Рейн, глядя на нее, думала: «Такое чувство, будто на меня охотятся… с собаками… будто что-то внутри меня сейчас лопнет, если это не прекратится».
Она издала громкий вздох облегчения и снова смежила веки, когда за матерью закрылась дверь. Но тут ее стали осаждать собственные мысли. Знакомые образы, как крылатые существа, сновали туда-сюда в ее утомленном мозгу. На первом плане — лицо Клиффорда — красивое, породистое, цветущее, с голубыми глазами, от которых у нее когда-то кружилась голова. Клиффорд, самый неотразимый и ловкий любовник, завладел ее чувствами, ждал полного подчинения.
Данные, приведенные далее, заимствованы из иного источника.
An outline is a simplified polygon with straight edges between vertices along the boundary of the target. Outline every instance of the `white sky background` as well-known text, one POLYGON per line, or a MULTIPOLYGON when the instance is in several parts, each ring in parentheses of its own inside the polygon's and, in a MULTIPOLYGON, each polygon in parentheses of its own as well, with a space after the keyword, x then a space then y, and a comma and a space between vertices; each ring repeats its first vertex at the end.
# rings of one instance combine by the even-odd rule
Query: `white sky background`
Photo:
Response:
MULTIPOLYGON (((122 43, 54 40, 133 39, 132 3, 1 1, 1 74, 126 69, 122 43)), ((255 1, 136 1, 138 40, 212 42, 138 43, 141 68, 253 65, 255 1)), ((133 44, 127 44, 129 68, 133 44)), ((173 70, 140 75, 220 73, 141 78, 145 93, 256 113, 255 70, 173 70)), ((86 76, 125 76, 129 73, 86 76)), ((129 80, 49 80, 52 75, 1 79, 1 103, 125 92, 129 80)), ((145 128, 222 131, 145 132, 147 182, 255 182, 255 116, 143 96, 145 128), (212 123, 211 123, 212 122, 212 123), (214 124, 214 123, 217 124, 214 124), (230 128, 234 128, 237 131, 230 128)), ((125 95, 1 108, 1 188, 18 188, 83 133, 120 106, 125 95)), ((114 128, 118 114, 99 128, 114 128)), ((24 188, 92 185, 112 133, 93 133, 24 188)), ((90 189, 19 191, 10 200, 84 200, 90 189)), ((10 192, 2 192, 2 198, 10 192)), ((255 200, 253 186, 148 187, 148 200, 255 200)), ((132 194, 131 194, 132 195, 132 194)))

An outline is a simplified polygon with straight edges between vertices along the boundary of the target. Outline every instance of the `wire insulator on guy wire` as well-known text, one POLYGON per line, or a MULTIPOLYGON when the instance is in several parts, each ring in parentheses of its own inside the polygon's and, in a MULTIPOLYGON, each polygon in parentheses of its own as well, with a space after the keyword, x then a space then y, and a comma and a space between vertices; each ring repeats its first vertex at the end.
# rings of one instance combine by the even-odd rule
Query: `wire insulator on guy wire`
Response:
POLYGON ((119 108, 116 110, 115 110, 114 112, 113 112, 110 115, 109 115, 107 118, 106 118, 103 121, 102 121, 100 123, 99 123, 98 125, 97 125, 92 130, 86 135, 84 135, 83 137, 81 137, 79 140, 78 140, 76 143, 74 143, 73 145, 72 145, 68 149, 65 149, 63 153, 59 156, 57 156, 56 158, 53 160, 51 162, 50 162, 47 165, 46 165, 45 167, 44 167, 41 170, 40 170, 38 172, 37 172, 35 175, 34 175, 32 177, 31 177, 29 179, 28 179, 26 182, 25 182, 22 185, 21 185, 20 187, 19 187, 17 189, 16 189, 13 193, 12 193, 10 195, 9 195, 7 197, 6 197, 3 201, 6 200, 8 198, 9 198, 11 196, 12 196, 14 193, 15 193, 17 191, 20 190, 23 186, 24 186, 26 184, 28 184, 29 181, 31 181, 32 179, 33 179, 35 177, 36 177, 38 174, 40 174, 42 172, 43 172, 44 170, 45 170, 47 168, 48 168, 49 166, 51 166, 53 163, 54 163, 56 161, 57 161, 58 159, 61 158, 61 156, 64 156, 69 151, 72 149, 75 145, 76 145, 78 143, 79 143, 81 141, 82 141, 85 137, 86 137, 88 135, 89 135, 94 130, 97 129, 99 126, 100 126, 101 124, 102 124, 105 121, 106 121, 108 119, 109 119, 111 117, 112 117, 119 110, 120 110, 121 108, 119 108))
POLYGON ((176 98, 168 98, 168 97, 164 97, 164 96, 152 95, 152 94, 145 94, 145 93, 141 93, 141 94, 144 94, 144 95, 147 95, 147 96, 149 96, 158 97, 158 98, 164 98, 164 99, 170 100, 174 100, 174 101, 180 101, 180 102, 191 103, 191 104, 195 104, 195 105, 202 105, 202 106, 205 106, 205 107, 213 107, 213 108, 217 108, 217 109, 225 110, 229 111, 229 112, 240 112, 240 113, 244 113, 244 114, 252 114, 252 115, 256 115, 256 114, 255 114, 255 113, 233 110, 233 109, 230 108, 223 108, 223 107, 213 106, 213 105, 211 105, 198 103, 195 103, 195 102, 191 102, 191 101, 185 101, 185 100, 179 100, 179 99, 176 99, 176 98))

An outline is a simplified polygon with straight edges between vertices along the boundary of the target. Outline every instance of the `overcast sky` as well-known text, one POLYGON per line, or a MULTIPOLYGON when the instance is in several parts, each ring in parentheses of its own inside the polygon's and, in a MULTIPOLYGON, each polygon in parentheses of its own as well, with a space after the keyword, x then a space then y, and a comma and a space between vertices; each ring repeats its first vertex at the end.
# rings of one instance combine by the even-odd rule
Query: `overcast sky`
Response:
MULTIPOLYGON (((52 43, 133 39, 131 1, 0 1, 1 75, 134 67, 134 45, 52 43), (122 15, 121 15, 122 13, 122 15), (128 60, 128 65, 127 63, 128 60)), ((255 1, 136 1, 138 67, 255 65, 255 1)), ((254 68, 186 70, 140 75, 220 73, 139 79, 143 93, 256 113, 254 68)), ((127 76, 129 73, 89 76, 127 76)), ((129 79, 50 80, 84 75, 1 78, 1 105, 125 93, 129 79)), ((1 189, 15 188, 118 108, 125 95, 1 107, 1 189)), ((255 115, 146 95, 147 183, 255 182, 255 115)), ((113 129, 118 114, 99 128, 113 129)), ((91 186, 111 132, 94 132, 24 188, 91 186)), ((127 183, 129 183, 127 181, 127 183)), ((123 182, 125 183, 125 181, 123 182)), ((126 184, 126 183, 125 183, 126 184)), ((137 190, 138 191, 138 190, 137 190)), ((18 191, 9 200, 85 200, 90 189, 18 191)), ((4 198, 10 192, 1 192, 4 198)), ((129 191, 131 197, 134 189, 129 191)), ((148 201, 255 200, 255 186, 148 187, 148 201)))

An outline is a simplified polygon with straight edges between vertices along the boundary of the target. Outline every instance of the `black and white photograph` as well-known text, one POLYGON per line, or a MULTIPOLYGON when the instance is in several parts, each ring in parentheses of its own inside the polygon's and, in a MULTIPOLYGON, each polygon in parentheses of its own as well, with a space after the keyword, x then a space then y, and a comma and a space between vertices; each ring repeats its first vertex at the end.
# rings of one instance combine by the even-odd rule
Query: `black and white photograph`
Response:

Потом Арман… тонкое, бледное, поэтическое лицо юного француза. Странным образом оно казалось более взрослым, чем у Клиффорда. В больших темных глазах было столько мудрости и понимания. Оба манили к себе, оба притягивали. Один — полный горделивой мужественности и властности. Другой — возвышенный и печальный, но и в его темных глазах она видела огонь страсти, и помнила на своих губах его пылкий поцелуй. А ведь несколько легкомысленных часов она видела в нем будущего мужа и собиралась провести с ним всю оставшуюся жизнь. У нее даже мелькнула мысль, что лучше бы Клиффорд совсем не приезжал.
«Надо перестать думать и переживать, а то я сойду с ума», — решила наконец Рейн.
Она встала, приняла прохладный душ, надела тонкое платье из темно-синей органзы и спустилась вниз. Она презрела золотые украшения и только чуть подвела губы помадой. Сегодня вечером ей совсем не хотелось наряжаться. Она все еще была не в духе и утомлена. А еще вчера — подумать только! — она спускалась по этой же лестнице, счастливая, сияющая, в белом бальном платье, с приколотой к поясу розой, одной из тех, что подарил ей Арман. Остальные розы, которые Элен поставила в ее спальне у кровати, уже завяли. Рейн посмотрела на них и подумала, что они — символ несчастья, которое поразило Канделлу. Лепестки их облетели от дневной жары и лежали грустным пурпурным озерцом на ковре.
Внизу, в холле, ее встретила Элен с телеграммой в руках. Рейн открыла ее и прочла: «Приезжай скорее в Лондон ко мне буду ждать люблю скучаю целую Клиффорд». Она была отправлена из аэропорта Ниццы. Легкая тень радости немного рассеяла мрачную грусть девушки. Она смяла телеграмму и с горечью подумала: «Конечно, теперь, когда уже поздно… теперь они позволяют мне получать от него телеграммы и письма!»